Neon, in its natural form, produces red light. Argon looks blue when electrified. The proper combination, along with a phosphorous coating on the tubes, provided the desired green.

Then it was a matter of waiting until the gases evened out inside to a consistent green color. That sometimes takes up to 24 hours, Greenwood said.

It's a tried and true process that has essentially gone unchanged since 1910, when Frenchman Georges Claude displayed the first neon lamp in Paris. Claude and his company introduced neon gas signs to America when he sold a pair to the Packard car company in Los Angeles. They literally stopped traffic, Smith said.

He appreciates the complexity of neon and once yearned to go to school in Portland to study it.

“Neon's a very hard thing to learn, because you have a big breakage factor when you're learning,” he said.
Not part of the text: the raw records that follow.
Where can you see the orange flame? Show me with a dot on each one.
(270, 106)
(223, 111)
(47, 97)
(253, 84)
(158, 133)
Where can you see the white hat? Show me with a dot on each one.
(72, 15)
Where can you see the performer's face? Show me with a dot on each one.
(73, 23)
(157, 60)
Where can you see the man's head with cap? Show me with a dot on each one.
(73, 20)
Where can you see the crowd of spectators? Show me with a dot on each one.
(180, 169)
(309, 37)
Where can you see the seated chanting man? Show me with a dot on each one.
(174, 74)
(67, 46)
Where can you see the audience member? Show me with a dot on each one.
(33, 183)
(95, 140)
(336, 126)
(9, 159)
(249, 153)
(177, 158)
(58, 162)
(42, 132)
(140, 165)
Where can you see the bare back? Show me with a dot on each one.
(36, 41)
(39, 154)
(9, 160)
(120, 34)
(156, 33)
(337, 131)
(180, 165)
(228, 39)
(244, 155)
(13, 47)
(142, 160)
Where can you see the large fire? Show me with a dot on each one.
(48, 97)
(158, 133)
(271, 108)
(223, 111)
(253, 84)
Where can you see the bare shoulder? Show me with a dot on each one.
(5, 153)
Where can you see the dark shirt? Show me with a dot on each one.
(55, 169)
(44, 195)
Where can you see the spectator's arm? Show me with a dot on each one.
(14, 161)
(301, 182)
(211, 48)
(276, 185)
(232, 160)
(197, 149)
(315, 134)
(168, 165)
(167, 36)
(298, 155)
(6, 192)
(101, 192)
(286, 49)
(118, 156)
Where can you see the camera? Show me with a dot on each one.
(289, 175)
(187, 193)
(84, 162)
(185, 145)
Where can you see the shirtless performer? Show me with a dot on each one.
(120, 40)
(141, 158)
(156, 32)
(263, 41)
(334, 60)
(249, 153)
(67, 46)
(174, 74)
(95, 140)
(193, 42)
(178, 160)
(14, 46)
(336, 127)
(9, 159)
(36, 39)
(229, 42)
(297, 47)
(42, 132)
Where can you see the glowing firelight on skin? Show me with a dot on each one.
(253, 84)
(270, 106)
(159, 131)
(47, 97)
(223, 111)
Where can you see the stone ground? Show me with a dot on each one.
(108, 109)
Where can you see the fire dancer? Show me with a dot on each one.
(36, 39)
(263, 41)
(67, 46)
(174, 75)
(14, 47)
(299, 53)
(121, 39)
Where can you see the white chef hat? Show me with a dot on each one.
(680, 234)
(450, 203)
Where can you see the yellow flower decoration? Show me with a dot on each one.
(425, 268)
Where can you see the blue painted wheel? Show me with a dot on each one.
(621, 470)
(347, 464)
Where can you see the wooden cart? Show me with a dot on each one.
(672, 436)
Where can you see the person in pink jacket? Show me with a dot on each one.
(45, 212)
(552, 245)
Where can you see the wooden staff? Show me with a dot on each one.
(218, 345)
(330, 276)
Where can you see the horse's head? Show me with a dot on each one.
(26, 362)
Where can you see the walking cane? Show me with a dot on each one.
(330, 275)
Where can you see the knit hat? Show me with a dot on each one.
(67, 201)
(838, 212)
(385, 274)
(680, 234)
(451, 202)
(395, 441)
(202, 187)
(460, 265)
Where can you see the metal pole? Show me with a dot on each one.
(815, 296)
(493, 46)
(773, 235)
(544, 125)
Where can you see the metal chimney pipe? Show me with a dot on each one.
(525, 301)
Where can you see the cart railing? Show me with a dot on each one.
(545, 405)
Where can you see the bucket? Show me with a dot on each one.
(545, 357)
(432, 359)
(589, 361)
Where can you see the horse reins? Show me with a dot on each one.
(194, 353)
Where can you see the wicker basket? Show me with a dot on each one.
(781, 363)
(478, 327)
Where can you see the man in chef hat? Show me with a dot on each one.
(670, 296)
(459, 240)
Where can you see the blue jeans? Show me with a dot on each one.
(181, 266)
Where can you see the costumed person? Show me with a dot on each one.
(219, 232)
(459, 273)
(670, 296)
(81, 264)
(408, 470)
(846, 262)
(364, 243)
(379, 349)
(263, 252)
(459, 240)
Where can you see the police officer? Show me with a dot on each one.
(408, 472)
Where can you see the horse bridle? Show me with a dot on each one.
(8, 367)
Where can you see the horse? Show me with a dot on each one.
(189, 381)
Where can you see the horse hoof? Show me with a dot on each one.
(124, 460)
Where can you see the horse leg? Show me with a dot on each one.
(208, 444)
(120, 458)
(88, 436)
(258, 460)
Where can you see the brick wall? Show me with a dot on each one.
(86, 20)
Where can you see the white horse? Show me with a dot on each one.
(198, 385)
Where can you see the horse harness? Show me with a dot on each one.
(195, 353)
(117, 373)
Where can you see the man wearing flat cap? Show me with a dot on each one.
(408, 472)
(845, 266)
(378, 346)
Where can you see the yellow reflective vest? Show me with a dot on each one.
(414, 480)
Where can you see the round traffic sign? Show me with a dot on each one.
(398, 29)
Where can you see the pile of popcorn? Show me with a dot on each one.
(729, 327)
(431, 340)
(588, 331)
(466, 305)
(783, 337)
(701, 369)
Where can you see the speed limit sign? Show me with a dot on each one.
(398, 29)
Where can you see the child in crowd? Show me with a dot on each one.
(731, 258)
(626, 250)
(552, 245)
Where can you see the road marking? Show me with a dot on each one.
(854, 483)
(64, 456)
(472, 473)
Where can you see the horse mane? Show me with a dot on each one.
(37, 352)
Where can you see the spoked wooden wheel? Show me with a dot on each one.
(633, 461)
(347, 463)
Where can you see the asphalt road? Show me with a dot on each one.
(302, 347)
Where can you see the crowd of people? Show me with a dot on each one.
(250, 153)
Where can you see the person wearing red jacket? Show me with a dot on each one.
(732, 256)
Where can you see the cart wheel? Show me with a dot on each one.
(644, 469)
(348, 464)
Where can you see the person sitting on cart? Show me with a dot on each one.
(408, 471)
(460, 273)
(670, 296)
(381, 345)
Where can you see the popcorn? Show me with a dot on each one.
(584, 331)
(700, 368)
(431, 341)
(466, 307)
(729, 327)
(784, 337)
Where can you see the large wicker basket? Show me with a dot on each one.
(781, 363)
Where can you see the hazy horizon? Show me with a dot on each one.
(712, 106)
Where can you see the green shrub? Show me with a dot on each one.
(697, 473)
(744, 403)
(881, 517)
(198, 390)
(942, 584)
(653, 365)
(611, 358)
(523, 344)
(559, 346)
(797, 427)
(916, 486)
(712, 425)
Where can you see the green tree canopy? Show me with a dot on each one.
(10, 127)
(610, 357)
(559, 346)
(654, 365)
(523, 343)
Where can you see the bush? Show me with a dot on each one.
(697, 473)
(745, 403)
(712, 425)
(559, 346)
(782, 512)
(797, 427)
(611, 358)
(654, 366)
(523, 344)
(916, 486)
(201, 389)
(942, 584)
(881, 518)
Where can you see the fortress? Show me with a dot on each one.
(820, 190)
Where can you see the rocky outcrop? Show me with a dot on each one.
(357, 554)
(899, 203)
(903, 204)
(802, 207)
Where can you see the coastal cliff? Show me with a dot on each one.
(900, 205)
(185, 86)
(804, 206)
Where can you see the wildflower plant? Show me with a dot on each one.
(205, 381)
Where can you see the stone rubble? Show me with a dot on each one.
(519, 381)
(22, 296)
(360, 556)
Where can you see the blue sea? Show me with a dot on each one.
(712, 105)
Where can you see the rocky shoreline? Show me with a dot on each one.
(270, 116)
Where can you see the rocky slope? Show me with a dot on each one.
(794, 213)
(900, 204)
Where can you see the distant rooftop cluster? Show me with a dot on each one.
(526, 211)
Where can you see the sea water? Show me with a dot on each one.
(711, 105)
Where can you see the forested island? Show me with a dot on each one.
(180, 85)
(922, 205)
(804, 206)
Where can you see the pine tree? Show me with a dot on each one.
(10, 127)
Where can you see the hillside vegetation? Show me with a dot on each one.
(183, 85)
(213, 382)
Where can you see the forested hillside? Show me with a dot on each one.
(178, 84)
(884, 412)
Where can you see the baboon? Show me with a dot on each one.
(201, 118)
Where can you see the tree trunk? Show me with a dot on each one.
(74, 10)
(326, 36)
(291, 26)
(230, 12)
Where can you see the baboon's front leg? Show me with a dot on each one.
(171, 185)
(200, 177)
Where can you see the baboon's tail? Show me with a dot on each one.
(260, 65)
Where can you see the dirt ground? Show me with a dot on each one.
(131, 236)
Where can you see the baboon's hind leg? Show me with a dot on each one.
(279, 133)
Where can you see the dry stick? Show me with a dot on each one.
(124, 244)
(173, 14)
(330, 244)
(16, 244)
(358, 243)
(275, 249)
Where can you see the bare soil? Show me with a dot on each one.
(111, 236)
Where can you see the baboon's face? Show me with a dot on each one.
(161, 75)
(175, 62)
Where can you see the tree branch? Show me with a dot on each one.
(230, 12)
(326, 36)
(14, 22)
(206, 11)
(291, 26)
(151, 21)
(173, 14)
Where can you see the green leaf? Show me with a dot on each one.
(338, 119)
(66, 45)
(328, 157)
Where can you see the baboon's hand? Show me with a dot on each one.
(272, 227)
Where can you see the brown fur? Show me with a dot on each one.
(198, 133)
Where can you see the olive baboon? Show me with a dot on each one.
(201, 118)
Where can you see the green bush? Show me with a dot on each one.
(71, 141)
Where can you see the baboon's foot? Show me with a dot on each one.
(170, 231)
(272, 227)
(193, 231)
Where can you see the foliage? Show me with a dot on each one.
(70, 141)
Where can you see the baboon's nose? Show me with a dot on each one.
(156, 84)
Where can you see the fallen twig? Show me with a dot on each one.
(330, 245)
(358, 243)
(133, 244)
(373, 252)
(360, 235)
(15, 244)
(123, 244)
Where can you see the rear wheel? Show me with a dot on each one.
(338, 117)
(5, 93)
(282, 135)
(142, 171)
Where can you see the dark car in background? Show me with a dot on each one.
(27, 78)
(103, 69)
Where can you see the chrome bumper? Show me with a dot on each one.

He remains attracted to the proces, he said, because “I just like neon, I like color, I like design. I like craftsmanship.”

The Smith Hotel sign will probably wind up back at his home in the Rattlesnake, though the Missoula Art Museum has indicated some interest in displaying it first.

Last month, Smith struck gold again. He explained the neon restoration project to another friend and artisan, Neil “Mort” Olson, and scored Olson's sign that once hung in front of the old Eddie's Club, the predecessor of Charlie B's.

The Eddie's Club sign lies on the ground outside Greenwood's studio now. It's 13 feet high and 6 feet wide, and Smith can't wait to get started. To help pay for it, he's devising a fundraising plan based on photos and memorabilia from Eddie's Club and its esoteric clientele in the 1960s and '70s.

After that: Smith's “Holy Grail.”

It's the 70-foot sign from the Fox Theater, torn down from what today is called the Riverfront Triangle at Orange and Front streets mere months before the Smith Hotel was demolished. When in operation, the neon lights of the Fox Theater sign flashed day and night.

It currently lies rusting alongside Highway 93 at the base of Evaro Hill. Smith last week was trying to track down the owners to see if they're interested in restoration, which he figures would take public works or public arts money to do.

Then, if wishes come true and sign ordinances can be waived, he'll one day see it back in its original spot at the corner of Orange and Front streets, heralding for the world to see whatever becomes of that riverfront property.

“The whole thing is about just an appreciation of neon,” said Smith. “The other issue is the city not allowing old signs to come down and be refurbished. They have to be plastic when they go back up.

“That's kind of disgusting. We're talking about rebuilding downtown and making it attractive. There's nothing more attractive than neon.”


The original label on the old Smith Hotel neon sign attributes it to Missoula's Walford Sign Co. Greenwood began working with neon signs at the local sign company and worked there for 16 years.